White House Expected to Bend to China Threat of 'Severe Consequences,' Veto Bill

Liu Xia, wife of 2010 Nobel Peace Prize winner Liu Xiaobo, shows a photo with her husband during house arrest in Beijing, China, on Dec. 6, 2012. (AP Photo/Ng Han Guan)

China warned of “severe consequences” if a Senate bill renaming the street in front of the Chinese Embassy after a famous dissident becomes law.

Accordingly, President Obama is expected to acquiesce to the PRC and veto the bill — which would name the street after Liu Xiaobo, who was awarded the Nobel Peace Prize the year after Obama won it.


A bill by Rep. Mark Meadows (R-N.C.) to call the area between the intersections of International Drive Northwest and Van Ness Street Northwest and International Drive Northwest and International Place Northwest in Washington “Liu Xiaobo Plaza” is currently in the House Oversight and Government Reform Committee. The Senate version, introduced by Sen. Ted Cruz (R-Texas) and co-sponsored by Sens. Marco Rubio (R-Fla.) and Pat Toomey (R-Pa.), passed by voice vote last week.

Foreign Ministry Spokesperson Hong Lei told reporters Tuesday that the bill “violates the basic norms of international relations.”

“China firmly opposes that. If this bill is passed into law, it would cause severe consequences,” Hong said. “We urge the US Congress to stop the approval procedure of the bill. We also hope that the US administration can put an end to this political farce.”

The State Department was quick to reassure China while insisting they “continue to impress upon China the imperative of respecting human rights and releasing Liu Xiaobo as well as other political prisoners, obviously.”

But, spokesman Mark Toner said, the administration believes the bill isn’t “a very effective way to achieve either goal.”


“We view this kind of legislative action as something that only complicates our efforts, so we oppose this approach,” Toner said. “It’s our desire to work more productively and cooperatively with Congress on ways to address our shared goal of improving human rights in China.”

Asked if President Obama will veto the bill, Toner replied, “I think the White House has indicated that, yes.”

Liu was sentenced to 11 years in prison in 2009 for co-authoring Charter 08, a proposal to protect human rights and introduce democratic reforms. His wife, Liu Xia, has been under house arrest since he was awarded the Nobel in 2010.

On the fifth anniversary of Liu’s detention this past December, Rep. Chris Smith (R-N.J.) gathered Chinese human rights leaders together on the Hill, keeping a chair empty for Liu like there was in Oslo during the Nobel ceremony.

“China is in a race to the bottom with North Korea for the title of world’s worst violators of human rights,” said Smith, chairman of the U.S. Congressional-Executive Commission on China (CECC). “The hope that an economically prosperous and ‘rising China’ would embrace political reform and human rights has been destroyed. It is time for a new approach.”
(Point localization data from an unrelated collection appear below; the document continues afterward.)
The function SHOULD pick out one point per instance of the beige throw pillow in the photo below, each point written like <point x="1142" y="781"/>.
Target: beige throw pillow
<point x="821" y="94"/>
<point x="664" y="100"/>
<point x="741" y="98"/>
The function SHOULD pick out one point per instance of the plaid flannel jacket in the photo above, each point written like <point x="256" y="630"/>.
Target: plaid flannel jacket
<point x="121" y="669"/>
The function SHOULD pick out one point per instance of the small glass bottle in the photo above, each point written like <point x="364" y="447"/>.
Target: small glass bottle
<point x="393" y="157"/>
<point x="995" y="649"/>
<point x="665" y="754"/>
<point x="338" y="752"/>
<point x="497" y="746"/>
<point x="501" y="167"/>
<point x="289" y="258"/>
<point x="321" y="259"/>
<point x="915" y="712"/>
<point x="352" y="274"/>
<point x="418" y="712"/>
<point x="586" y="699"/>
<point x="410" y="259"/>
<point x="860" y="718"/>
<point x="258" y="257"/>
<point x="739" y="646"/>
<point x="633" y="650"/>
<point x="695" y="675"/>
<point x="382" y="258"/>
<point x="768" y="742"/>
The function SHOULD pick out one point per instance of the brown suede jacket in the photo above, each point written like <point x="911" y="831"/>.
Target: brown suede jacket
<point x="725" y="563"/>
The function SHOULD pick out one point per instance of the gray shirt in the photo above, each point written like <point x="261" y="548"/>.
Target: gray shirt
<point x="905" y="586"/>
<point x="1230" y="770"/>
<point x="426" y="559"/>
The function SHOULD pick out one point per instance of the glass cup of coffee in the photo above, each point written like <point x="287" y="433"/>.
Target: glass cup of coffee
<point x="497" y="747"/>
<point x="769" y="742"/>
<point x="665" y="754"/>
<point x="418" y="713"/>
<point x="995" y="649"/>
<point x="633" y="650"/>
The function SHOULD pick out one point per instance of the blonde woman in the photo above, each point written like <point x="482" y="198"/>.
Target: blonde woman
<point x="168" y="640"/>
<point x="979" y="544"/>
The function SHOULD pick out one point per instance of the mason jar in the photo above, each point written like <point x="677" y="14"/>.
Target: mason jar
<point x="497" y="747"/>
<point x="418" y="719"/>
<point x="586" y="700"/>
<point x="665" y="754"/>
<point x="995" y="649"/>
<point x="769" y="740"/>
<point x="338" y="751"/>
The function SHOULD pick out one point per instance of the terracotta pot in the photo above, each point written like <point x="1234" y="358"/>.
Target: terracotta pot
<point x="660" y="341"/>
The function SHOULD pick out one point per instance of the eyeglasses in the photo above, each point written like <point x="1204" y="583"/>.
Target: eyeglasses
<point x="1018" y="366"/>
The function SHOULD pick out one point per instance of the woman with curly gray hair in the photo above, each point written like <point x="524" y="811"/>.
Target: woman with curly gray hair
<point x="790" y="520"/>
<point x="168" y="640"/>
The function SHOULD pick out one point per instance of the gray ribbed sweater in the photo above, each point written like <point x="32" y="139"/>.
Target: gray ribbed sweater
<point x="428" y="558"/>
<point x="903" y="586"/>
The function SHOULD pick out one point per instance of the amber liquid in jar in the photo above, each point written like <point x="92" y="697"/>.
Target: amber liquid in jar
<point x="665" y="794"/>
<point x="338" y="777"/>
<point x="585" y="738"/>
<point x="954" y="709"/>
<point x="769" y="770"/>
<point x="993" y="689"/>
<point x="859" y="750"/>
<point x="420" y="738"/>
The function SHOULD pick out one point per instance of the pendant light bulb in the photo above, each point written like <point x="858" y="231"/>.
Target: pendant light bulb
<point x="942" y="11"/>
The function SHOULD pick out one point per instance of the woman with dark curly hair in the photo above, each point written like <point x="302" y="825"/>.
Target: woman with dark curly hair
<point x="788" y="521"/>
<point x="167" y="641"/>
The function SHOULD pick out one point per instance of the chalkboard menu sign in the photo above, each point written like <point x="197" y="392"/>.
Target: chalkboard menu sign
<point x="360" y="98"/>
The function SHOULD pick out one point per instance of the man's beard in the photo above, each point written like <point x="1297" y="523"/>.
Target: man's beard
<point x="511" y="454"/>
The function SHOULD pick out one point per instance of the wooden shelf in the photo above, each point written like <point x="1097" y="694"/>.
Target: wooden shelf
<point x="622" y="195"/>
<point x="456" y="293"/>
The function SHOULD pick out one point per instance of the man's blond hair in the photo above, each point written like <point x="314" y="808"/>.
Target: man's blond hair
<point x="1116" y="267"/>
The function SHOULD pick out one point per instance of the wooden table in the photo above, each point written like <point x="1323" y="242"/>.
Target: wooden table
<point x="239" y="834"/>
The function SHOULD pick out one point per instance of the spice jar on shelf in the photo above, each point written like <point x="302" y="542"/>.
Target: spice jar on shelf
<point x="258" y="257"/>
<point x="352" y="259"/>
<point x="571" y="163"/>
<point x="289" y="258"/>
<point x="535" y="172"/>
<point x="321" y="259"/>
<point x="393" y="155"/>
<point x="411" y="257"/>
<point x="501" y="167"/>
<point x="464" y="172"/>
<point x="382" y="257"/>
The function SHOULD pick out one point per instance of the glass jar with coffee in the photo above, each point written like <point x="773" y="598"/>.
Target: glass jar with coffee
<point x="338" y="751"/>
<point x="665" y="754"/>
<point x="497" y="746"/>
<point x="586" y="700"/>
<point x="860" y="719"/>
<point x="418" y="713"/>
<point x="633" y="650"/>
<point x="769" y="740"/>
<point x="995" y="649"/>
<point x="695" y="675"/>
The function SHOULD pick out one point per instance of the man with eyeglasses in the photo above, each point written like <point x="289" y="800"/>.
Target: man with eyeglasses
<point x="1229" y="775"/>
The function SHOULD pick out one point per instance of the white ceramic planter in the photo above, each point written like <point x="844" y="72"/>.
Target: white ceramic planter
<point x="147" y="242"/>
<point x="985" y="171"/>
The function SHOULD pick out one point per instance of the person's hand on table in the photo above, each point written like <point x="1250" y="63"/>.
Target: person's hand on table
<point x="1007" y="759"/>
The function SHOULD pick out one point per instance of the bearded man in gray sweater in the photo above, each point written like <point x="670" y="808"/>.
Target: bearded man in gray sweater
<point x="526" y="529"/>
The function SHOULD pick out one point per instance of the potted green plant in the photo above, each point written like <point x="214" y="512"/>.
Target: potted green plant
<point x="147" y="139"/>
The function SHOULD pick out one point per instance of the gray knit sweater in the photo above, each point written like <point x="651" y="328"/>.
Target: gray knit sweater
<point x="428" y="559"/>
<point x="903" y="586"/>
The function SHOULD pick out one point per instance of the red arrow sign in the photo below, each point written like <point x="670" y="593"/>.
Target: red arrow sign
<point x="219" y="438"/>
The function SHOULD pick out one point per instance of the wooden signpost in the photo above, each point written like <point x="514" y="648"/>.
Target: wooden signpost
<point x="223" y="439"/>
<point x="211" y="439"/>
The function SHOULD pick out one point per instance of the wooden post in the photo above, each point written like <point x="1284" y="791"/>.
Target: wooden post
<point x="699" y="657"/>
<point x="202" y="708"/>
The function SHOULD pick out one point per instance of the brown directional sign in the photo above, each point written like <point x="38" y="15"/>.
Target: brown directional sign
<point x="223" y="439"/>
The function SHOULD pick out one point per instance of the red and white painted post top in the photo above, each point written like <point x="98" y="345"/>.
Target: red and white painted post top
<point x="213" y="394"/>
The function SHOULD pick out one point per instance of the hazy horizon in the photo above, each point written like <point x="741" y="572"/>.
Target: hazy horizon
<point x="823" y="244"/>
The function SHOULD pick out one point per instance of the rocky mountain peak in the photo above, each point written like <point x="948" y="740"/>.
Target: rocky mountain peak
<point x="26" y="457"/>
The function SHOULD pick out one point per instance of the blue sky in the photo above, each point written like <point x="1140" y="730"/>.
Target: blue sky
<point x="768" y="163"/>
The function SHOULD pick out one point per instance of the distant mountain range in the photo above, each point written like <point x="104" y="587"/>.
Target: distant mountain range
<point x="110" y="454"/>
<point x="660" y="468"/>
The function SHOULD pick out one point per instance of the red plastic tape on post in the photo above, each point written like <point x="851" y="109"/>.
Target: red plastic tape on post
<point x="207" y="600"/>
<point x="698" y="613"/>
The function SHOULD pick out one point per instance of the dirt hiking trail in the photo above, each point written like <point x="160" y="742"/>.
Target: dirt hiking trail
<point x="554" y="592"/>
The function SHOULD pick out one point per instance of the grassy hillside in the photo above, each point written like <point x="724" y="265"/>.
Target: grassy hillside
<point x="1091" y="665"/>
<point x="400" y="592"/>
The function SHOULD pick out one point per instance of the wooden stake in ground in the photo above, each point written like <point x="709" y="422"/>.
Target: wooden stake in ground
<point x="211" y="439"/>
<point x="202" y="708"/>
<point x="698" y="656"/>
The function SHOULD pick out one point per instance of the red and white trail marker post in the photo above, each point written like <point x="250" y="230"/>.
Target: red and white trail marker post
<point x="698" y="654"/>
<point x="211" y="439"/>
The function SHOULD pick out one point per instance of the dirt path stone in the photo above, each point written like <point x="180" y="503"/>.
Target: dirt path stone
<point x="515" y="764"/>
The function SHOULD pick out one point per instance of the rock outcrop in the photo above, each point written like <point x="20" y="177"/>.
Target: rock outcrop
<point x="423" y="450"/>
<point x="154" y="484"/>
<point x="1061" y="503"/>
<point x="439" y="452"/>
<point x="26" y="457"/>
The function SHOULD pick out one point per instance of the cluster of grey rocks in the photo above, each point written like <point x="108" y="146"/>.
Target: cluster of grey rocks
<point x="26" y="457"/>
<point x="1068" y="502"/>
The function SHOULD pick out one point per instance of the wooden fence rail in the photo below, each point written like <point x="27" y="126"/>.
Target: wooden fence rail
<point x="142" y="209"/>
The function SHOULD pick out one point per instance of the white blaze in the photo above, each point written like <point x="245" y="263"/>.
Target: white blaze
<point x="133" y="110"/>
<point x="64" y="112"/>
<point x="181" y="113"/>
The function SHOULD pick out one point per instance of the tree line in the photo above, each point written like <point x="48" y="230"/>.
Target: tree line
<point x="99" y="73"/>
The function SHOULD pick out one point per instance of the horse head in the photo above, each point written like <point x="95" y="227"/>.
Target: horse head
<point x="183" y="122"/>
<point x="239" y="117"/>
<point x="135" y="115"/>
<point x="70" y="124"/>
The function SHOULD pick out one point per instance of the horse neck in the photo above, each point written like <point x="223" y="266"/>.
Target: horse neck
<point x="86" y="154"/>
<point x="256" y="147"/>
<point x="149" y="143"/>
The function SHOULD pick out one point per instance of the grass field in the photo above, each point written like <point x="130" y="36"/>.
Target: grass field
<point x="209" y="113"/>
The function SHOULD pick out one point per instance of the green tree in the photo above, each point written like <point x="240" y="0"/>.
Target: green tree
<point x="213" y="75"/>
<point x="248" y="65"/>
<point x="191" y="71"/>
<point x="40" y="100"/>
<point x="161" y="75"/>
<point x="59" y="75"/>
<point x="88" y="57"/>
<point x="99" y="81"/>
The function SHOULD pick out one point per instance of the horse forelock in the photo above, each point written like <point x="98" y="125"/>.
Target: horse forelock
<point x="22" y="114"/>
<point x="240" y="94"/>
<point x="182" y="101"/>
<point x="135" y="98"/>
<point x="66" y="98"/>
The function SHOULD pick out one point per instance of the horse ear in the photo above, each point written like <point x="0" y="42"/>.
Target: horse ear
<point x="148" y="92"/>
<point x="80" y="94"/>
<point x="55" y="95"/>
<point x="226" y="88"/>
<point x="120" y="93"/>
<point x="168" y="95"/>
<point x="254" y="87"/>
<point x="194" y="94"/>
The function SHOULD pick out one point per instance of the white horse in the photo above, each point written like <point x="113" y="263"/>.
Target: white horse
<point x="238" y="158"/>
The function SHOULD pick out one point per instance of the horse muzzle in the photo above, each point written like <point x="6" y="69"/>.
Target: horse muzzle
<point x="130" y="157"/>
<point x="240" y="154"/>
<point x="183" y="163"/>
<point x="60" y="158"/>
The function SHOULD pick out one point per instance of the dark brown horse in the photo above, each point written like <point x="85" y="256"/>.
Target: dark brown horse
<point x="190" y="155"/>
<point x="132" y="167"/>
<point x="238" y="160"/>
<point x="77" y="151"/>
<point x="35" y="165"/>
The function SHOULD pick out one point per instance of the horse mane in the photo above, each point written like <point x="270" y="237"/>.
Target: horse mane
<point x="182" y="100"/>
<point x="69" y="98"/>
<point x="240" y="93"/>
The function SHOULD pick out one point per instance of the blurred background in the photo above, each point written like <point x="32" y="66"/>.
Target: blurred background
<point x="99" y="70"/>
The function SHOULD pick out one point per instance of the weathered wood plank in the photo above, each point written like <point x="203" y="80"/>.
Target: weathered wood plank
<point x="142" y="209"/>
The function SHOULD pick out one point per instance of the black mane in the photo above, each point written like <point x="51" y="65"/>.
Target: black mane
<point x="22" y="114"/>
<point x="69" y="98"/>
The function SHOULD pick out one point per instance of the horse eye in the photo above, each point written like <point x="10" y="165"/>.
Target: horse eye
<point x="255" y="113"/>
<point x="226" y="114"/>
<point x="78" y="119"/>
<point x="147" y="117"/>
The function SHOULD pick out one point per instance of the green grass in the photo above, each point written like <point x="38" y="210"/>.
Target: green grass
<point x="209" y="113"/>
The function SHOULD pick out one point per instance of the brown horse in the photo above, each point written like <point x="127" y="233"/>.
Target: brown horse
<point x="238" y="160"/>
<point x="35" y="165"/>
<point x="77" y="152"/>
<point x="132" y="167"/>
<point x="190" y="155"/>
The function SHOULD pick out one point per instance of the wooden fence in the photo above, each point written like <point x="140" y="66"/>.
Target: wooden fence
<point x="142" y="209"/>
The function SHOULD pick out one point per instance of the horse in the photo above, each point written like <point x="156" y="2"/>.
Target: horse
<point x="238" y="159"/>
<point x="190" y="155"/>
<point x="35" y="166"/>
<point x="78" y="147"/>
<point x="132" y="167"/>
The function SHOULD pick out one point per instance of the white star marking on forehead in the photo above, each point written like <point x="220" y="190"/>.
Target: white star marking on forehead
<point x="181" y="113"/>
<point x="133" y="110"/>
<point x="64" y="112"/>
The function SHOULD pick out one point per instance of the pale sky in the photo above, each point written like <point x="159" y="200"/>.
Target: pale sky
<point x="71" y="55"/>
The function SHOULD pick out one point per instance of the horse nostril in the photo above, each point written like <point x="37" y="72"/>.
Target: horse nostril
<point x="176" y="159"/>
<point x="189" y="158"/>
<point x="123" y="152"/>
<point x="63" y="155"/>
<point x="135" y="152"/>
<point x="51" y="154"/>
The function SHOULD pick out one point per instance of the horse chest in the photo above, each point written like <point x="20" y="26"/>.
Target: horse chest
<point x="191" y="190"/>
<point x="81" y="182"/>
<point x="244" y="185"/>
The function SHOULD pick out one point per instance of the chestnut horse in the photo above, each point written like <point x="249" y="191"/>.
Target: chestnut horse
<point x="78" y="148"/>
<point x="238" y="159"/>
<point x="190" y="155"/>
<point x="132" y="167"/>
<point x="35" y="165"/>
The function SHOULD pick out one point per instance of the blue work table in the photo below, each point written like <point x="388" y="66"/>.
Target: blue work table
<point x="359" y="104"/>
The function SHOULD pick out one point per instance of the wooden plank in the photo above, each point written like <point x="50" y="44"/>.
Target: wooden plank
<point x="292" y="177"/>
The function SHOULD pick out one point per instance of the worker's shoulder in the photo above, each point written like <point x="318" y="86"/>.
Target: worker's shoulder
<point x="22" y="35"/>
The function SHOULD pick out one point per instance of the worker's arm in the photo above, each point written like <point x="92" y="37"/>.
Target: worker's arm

“That the president, a fellow Nobel Laureate, has been reluctant to raise these cases in public — and link them to better U.S.-China relations — is certainly perceived as weakness by China’s leaders,” Smith added.

In advance of last year’s visit by President Xi Jinping, Smith and Rubio, who co-chairs the commission, led a #FreeChinaHeroes campaign.

“These cases are not mere statistics, rather they are professors and pastors, writers and lawyers whose ‘offenses’ are varied but whose plight is shared. While recognizing the broad scope of U.S-China bilateral relations, it is simply unconscionable for President Xi to get a pass on human rights,” Rubio said then. “We have an obligation to speak truth to power and demand their immediate and unconditional release.”